With Altman back at the helm, Tonner and McCauley write that OpenAI cannot be trusted to hold itself accountable.

“We also feel that developments since his return to the company, including his return to the board and the departure of safety-conscious senior personnel, bode ill for OpenAI’s experiment in self-governance,” they wrote.

For OpenAI to achieve its stated mission of benefiting “all of humanity,” Tonner and McCauley argued, governments need to step in and establish “an effective regulatory framework, now.”

The former directors wrote that while they once believed OpenAI could govern itself, “experience leads us to believe that self-governance cannot reliably withstand profit-driven pressures.”

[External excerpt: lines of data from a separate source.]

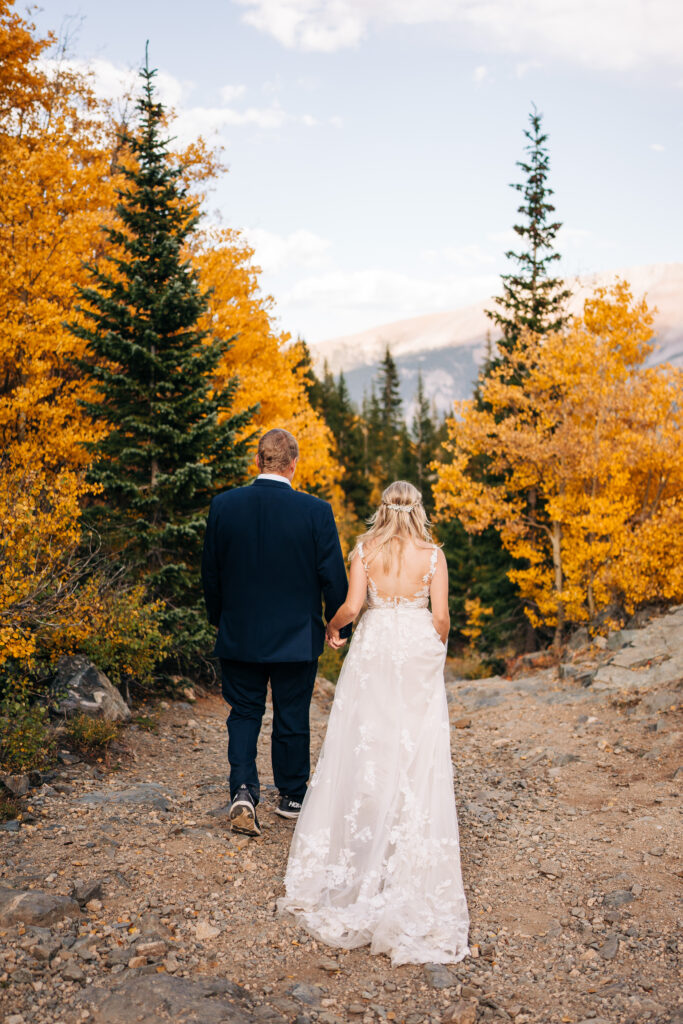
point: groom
(270, 553)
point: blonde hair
(399, 517)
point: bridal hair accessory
(400, 508)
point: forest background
(139, 361)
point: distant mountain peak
(449, 347)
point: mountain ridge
(449, 347)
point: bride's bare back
(410, 571)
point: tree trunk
(556, 541)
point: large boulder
(81, 687)
(152, 998)
(34, 907)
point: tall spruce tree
(172, 439)
(392, 436)
(424, 431)
(531, 299)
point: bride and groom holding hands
(375, 856)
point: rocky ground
(125, 898)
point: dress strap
(429, 574)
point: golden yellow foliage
(596, 438)
(55, 189)
(264, 360)
(39, 527)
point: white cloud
(230, 92)
(282, 252)
(386, 293)
(604, 34)
(524, 67)
(112, 82)
(460, 256)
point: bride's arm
(438, 595)
(357, 586)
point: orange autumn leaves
(263, 360)
(58, 174)
(595, 437)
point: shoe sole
(243, 820)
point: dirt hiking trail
(125, 898)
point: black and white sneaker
(243, 813)
(288, 808)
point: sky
(370, 143)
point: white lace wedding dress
(375, 856)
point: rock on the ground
(146, 794)
(87, 690)
(310, 994)
(144, 997)
(438, 976)
(34, 907)
(83, 891)
(462, 1012)
(17, 785)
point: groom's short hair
(276, 450)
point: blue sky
(371, 142)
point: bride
(375, 856)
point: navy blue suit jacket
(270, 555)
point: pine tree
(531, 299)
(424, 436)
(390, 450)
(172, 441)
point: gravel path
(124, 897)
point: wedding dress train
(375, 856)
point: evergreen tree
(425, 443)
(531, 299)
(172, 440)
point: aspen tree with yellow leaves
(267, 366)
(599, 436)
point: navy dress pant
(245, 685)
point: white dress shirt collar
(274, 476)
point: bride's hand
(333, 638)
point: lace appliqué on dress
(375, 856)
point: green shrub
(9, 807)
(91, 735)
(26, 738)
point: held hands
(333, 638)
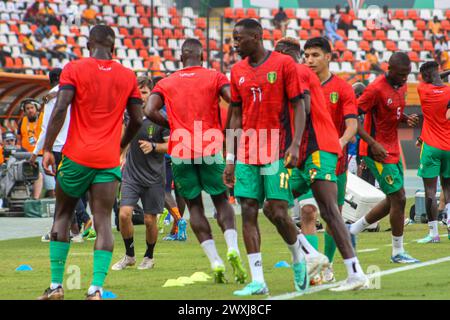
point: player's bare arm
(133, 126)
(55, 124)
(235, 123)
(378, 151)
(299, 126)
(152, 110)
(351, 128)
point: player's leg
(187, 181)
(130, 194)
(211, 172)
(153, 204)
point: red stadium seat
(421, 25)
(391, 46)
(413, 56)
(364, 45)
(318, 24)
(399, 14)
(380, 35)
(315, 33)
(314, 14)
(340, 46)
(368, 35)
(303, 34)
(348, 56)
(428, 46)
(418, 35)
(252, 13)
(305, 24)
(412, 14)
(277, 34)
(415, 46)
(239, 13)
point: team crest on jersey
(334, 97)
(272, 77)
(389, 180)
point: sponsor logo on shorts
(272, 77)
(334, 97)
(389, 180)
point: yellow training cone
(185, 280)
(173, 283)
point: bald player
(383, 102)
(191, 96)
(99, 89)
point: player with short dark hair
(383, 102)
(435, 151)
(98, 90)
(191, 96)
(341, 103)
(262, 84)
(316, 171)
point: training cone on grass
(200, 277)
(173, 283)
(108, 295)
(24, 267)
(186, 280)
(282, 264)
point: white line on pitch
(373, 275)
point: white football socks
(231, 240)
(359, 226)
(297, 253)
(433, 226)
(397, 245)
(255, 263)
(211, 252)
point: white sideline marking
(367, 250)
(371, 276)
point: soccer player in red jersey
(435, 153)
(341, 103)
(318, 159)
(191, 96)
(99, 89)
(262, 84)
(383, 103)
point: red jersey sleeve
(67, 79)
(291, 81)
(222, 81)
(349, 107)
(368, 99)
(236, 99)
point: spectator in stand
(434, 27)
(346, 20)
(383, 19)
(89, 15)
(280, 20)
(331, 29)
(32, 13)
(372, 58)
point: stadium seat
(314, 14)
(364, 45)
(368, 35)
(415, 46)
(412, 14)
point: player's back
(435, 102)
(102, 91)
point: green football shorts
(434, 162)
(193, 176)
(388, 175)
(75, 179)
(320, 165)
(263, 182)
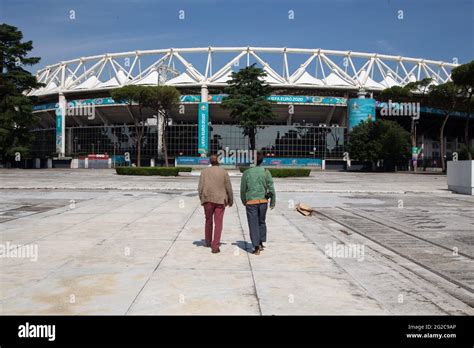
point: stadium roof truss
(302, 68)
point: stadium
(318, 96)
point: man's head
(259, 158)
(214, 160)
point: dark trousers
(256, 214)
(216, 211)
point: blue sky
(432, 29)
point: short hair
(214, 160)
(260, 158)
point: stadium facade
(318, 96)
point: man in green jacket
(256, 189)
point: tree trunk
(252, 138)
(165, 144)
(413, 141)
(466, 128)
(441, 142)
(139, 149)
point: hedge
(284, 172)
(162, 171)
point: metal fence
(182, 140)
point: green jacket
(256, 181)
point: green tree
(380, 140)
(16, 117)
(162, 99)
(248, 101)
(412, 92)
(447, 97)
(135, 96)
(463, 76)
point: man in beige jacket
(215, 193)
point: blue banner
(59, 130)
(191, 161)
(291, 162)
(203, 128)
(360, 110)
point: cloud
(386, 47)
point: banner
(203, 129)
(292, 162)
(59, 130)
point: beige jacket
(214, 186)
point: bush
(284, 172)
(162, 171)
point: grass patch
(284, 172)
(161, 171)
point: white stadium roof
(300, 68)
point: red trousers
(216, 211)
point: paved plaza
(377, 243)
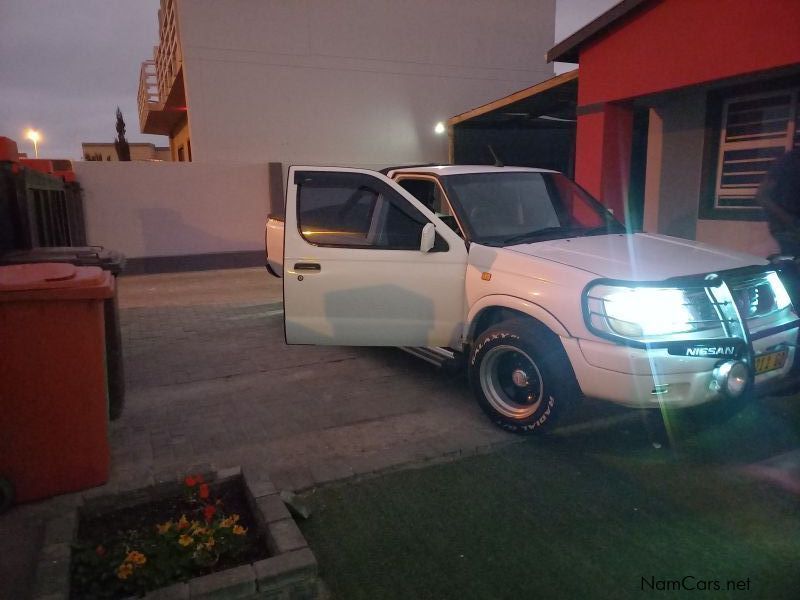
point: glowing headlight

OpenAI, Toner and McCauley did not immediately respond to BI’s requests for comment.

Policymakers must ‘act independently’ from AI companies

Toner and McCauley qualified their arguments for government regulation by acknowledging that poorly written laws can burden small businesses and stifle “competition and innovation.”

“It is crucial that policymakers act independently of large AI companies when crafting new rules,” the researchers wrote. “They need to be vigilant against loopholes, regulatory ‘moats’ that protect first-mover companies from competition, and the possibility of regulatory capture.”

In April, the Department of Homeland Security announced the creation of an Artificial Intelligence Safety and Security Commission to make recommendations for the “safe and secure development and deployment of AI” across America’s critical infrastructure.

The board’s 22 members include Altman and CEOs of major technology companies, including Nvidia CEO Jensen Huang and Alphabet CEO Sundar Pichai.

While the safety committee includes representatives from tech nonprofits, it is overrepresented by leaders of for-profit companies.

AI ethicists who spoke to Ars Technica expressed concern that undue influence from for-profit companies could result in policies that prioritize industry over human safety.

“If we can all agree that we’re interested in keeping people ‘safe’ when it comes to how AI is used, then I think we can also agree that it’s important to have people at the table who are dedicated to putting people over technology,” Margaret Mitchell, an AI ethics expert at Hugging Face, told Ars Technica.

A DHS spokesman did not respond to a request for comment.

Business Insider’s parent company, Axel Springer, has a global deal to allow OpenAI to train models on its media brands’ reporting.